Brushes and Scissors

 In Brushes and Scissors,  I'm contemplating my somewhat segmented and confused life where I can't decide whether to focus on make fiber art, or I guess this is a Real Trope - if metaphors can ever be seen to be real..the scissors do seem to be in charge of the action here having cut up several of those brushes!!

Do you try to put yourself into your art?  do you try to make work about your dreams, and feelings and hopes and nightmares?
(yes some of Martelli's work was pretty nightmarish! - for example the sculpture of the "Fucked Couple"  who had had limbs torn off because a grand piano had fallen on top of them ......)

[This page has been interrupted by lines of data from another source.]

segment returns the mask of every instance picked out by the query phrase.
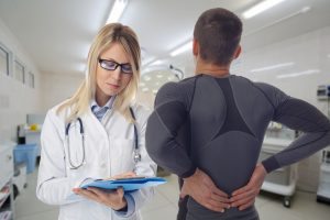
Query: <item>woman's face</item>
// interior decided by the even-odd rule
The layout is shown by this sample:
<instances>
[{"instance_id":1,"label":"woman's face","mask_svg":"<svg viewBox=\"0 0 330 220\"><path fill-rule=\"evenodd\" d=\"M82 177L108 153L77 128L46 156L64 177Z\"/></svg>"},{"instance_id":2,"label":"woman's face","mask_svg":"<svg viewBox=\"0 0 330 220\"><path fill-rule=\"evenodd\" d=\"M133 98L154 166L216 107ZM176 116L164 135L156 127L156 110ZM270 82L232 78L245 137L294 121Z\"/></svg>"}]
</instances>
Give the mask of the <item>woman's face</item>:
<instances>
[{"instance_id":1,"label":"woman's face","mask_svg":"<svg viewBox=\"0 0 330 220\"><path fill-rule=\"evenodd\" d=\"M121 92L133 75L129 57L119 43L100 54L96 74L96 99L106 103L110 97Z\"/></svg>"}]
</instances>

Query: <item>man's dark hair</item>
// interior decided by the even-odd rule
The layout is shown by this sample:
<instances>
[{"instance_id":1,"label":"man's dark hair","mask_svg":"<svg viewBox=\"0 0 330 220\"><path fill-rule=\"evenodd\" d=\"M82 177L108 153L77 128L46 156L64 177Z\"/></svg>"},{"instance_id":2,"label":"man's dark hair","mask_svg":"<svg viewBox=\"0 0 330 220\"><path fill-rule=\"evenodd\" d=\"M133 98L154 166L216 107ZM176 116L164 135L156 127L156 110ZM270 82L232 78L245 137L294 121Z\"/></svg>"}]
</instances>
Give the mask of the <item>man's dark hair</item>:
<instances>
[{"instance_id":1,"label":"man's dark hair","mask_svg":"<svg viewBox=\"0 0 330 220\"><path fill-rule=\"evenodd\" d=\"M242 21L222 8L205 11L194 30L201 58L216 65L228 65L231 62L241 35Z\"/></svg>"}]
</instances>

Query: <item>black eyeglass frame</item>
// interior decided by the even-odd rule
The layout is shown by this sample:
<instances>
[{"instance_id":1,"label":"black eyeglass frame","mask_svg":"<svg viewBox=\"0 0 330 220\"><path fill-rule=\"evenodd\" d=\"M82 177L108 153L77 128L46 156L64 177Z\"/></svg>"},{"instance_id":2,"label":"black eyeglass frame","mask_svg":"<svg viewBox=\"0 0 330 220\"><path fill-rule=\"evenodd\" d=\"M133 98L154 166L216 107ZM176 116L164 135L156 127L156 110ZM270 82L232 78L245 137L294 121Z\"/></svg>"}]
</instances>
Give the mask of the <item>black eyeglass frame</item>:
<instances>
[{"instance_id":1,"label":"black eyeglass frame","mask_svg":"<svg viewBox=\"0 0 330 220\"><path fill-rule=\"evenodd\" d=\"M105 59L105 58L98 58L98 61L99 61L100 66L101 66L103 69L106 69L106 70L111 70L111 72L113 72L113 70L116 70L116 69L120 66L121 73L123 73L123 74L130 74L130 75L133 74L132 65L129 64L129 63L119 64L119 63L117 63L116 61L110 61L110 59ZM113 67L113 68L107 68L107 67L103 65L106 62L110 62L110 63L114 64L114 67ZM128 66L130 67L130 70L128 70L128 69L125 68L125 67L128 67Z\"/></svg>"}]
</instances>

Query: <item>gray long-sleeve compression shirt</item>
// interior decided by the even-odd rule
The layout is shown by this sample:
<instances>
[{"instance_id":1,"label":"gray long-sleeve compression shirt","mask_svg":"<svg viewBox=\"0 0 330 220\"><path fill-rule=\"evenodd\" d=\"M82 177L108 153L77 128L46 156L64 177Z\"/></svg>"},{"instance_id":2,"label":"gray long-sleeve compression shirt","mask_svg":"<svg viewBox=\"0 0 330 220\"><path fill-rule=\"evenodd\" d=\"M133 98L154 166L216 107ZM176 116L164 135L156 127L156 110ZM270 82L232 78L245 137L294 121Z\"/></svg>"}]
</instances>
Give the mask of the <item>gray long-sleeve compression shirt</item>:
<instances>
[{"instance_id":1,"label":"gray long-sleeve compression shirt","mask_svg":"<svg viewBox=\"0 0 330 220\"><path fill-rule=\"evenodd\" d=\"M190 132L180 135L189 141L180 142L178 132L187 121ZM197 75L160 89L146 128L146 148L160 166L179 177L193 175L198 167L231 195L249 183L271 121L304 134L262 162L267 173L330 144L330 122L311 105L244 77ZM197 212L202 219L207 213L209 219L238 219L235 215L242 215L237 210L232 218L219 218L222 213L212 216L202 207L194 210L197 219ZM253 219L248 216L243 219Z\"/></svg>"}]
</instances>

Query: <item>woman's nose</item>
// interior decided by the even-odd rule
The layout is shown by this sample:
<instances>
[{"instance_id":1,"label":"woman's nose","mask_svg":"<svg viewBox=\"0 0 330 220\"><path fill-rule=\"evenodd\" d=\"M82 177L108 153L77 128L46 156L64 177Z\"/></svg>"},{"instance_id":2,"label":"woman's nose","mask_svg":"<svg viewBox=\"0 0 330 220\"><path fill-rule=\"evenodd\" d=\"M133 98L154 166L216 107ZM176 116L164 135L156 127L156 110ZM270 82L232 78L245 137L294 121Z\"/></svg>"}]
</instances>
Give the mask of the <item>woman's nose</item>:
<instances>
[{"instance_id":1,"label":"woman's nose","mask_svg":"<svg viewBox=\"0 0 330 220\"><path fill-rule=\"evenodd\" d=\"M114 79L119 80L121 78L121 67L117 67L111 75Z\"/></svg>"}]
</instances>

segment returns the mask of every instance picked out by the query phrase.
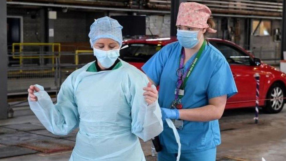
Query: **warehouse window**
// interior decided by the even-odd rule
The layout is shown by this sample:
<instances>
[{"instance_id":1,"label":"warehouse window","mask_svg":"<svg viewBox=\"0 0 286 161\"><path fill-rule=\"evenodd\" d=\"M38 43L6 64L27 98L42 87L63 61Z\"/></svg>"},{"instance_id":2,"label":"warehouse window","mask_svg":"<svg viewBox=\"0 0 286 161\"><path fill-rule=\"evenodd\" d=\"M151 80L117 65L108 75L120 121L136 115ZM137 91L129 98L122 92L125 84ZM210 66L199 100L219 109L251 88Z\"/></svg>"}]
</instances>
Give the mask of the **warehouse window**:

Is making one's work about one's real life important?
 Or is it better to appear smart and knowledgeable?
Opinions, please!!

And, if you have been, thanks for reading!  Elizabeth 


Linda said...

Oh wow! Good article and I had to comment on the latest Brushes and Scissors. Love it! Much different from the "first" one!

Barbara said...

Love both of these pieces Elizabeth. I think that when the art has some MEANING to us as the artist, it really resonates and has impact. Whether it be an issue in the world at large or something very personal, it comes across in a different way, which is difficult to put into words, but it is more interesting to the viewer- not mundane. I mean looking at the replica of a flower doesn't do it unless "we get inside that flower" or put ourselves into it and create a flower that is a metaphor for beauty or an emotion, for example.
Thank you for the thought provoking blog.

Georgina said...

Some of my work is deeply reflective and some of it is made because I 'just like it'. I have yet to develop a recognisable, (even to me)style. Well done for incorporating 'trope' into your post - I hope one day to do the same with 'synecdoche'.

Elizabeth Barton said...

Thanks Linda!! sometimes knowing the "story" makes the piece more meaningful...
thank you to Barbara and Georgina for your comments...I agree with you that Meaning is so important, I always feel a bit let down when an artist poopoos or trivializes his work. the trouble with synecdoches is that they sound too much like a surgeon - I treated a leg yesterday!!! isn't it great though to challenge yourself with new words? I love Long Juicy Words - like schadenfreude even though the emotion is not a very admirable one!!

Melanie McNeil said...

There are 26 letters in our alphabet, and yet we can vary their order in infinite ways. What makes one way interesting and another ... not so much? Many times it is the personal element. The same is true for other arts, I think.

This was an interesting look at one artist's growth. I try to include myself in my quilts. In truth they aren't all personal expressions. Some are exercises in design. But I think that is as said -- exercise -- which will help me in my growth, also.

Thanks for this. I've recently found your blog and enjoy reading. Much to think about.